The headquarters of the order was the monastery and hospital called the Dômerie d'Aubrac in the town of Aubrac in the Diocese of Rodez. According to later tradition, it was founded in 1031 by Adalard, viscount of Flanders, who was beset by brigands while passing through the County of Rouergue on his way to the shrine of Saint James in Compostela. If this later story is accurate, then the Order of Aubrac is a unique example in the eleventh century of a military order in the style of the later Knights Templar and Knights Hospitaller.
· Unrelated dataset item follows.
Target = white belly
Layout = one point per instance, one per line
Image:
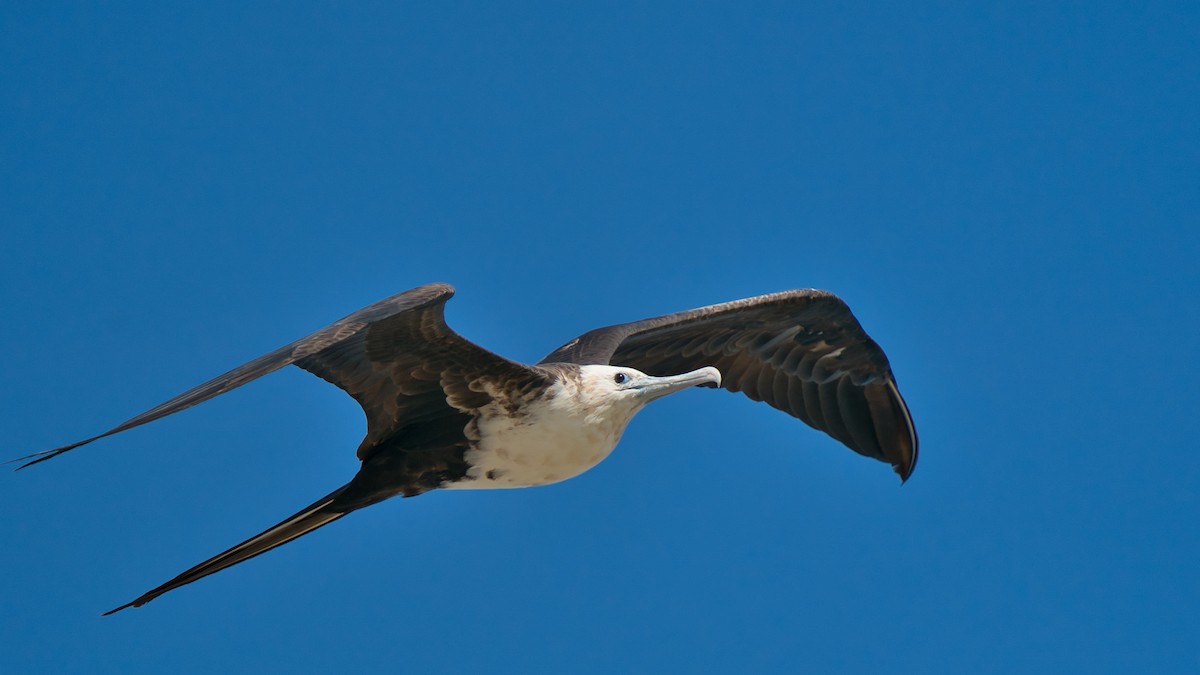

The Order was chartered in 1120 or 1122 and adopted the Augustinian rule with the approval of Bishop Peter of Rodez in 1162. The Order's statutes from that year survive. They were revised several times in the later Middle Ages. The Order included priests, knights, lay brothers, noblewomen and lay sisters. Satellite hospitals, called "commanderies", were established at Bozouls, Milhau, Najac, and Rodez. Though never large, the Knights Hospitaller failed in several attempts to annex it and it remained independent and operational until the French Revolution, when it disappeared.

Paul Crawford in his 1993 study of military orders, classifies Aubrac as one of the "hospitaller orders which may have had military functions" alongside Order of Saint James of Altopascio and the Order of Saint Anthony of Vienne, while noting that it is the only one of the three that seems definitely to have had a military status.